Il faut savoir tirer les enseignements de cette situation et relever les erreurs grossières qui ont été commises :

  • ne pas avoir su engager un vrai partenariat avec les Haras Nationaux au moment où la ville pouvait se porter acquéreur de l'Abbaye de la Joie pour une somme symbolique (2002-2004),
  • ne pas avoir su établir des axes de développement sur l'économie du cheval, en lien avec le Conseil Régional, le Conseil Général et Cap l'Orient, alors qu'un syndicat mixte (2007) a été créé à cet effet,
  • avoir joué la démagogie en positionnant Hennebont Blavet Habitat au coeur du nouveau projet,
  • avoir rejeté les acteurs locaux associatifs ou économiques, comme le Collectif Citoyen ou les banques mutualistes,
  • avoir « joué la montre » et repousser les responsabilités sur les Haras qui ont toujours fait part de leurs contraintes,
  • et aujourd'hui « prendre acte » et « accueillir » cet investisseur en lui faisant remarquer les conditions suspensives (autorisations, accès)... c'est-à-dire les contraintes qui vont lui être imposées.

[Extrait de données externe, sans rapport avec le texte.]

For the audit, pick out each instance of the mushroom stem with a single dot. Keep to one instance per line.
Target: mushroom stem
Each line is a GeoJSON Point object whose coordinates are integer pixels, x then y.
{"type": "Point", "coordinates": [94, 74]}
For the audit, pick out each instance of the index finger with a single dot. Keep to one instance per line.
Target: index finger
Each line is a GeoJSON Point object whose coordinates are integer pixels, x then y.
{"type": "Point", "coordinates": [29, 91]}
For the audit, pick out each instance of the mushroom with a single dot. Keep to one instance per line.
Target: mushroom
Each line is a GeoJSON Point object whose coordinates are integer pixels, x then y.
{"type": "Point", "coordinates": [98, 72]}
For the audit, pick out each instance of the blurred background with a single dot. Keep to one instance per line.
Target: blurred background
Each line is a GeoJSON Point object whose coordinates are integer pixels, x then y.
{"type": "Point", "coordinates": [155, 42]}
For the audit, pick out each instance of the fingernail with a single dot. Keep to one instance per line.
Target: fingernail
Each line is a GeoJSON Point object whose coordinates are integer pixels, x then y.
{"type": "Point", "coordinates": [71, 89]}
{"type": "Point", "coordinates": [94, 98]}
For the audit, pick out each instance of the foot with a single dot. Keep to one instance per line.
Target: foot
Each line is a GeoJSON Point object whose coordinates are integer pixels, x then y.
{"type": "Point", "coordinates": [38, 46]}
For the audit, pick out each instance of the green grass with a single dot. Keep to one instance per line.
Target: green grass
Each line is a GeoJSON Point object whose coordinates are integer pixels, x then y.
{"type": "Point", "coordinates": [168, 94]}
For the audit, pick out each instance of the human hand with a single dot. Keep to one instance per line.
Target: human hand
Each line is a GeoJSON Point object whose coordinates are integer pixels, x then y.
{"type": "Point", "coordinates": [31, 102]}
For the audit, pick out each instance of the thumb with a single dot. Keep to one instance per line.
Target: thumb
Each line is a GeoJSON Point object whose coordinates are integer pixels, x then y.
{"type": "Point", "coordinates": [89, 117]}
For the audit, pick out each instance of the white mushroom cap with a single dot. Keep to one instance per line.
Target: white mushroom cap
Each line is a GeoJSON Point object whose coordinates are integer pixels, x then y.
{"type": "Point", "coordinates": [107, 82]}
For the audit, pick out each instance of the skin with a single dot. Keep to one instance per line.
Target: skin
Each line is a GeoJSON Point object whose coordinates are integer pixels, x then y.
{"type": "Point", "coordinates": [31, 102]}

Tout ce dossier prouve le désintérêt de la municipalité pour le Patrimoine local, son incapacité à développer une politique économique et d'emploi, le manque de considération vis à vis des Hennebontais et maintenant vis à vis de la société Odalys.


Deux mots résument cette façon de faire : dogmatisme et incompétence


N.B.: L'historique du dossier « Abbaye de la Joie » et nos propositions dans la rubrique : les dossiers chauds 


la réponse du maire dans la presse : sources ouest France

L’abbaye de la Joie à Hennebont cédée à un groupe immobilier

Le groupe immobilier Odalys, spécialisé dans les résidences de vacances, se porte acquéreur de l’abbaye Notre-Dame de la Joie à Hennebont, vendue par les haras nationaux. Un accord est intervenu sur une promesse de vente comportant cependant des conditions suspensives. « Un tel projet ne peut se faire sans l’accord de la municipalité » commente le maire Gérard Perron qui « prend acte de la décision des Haras.»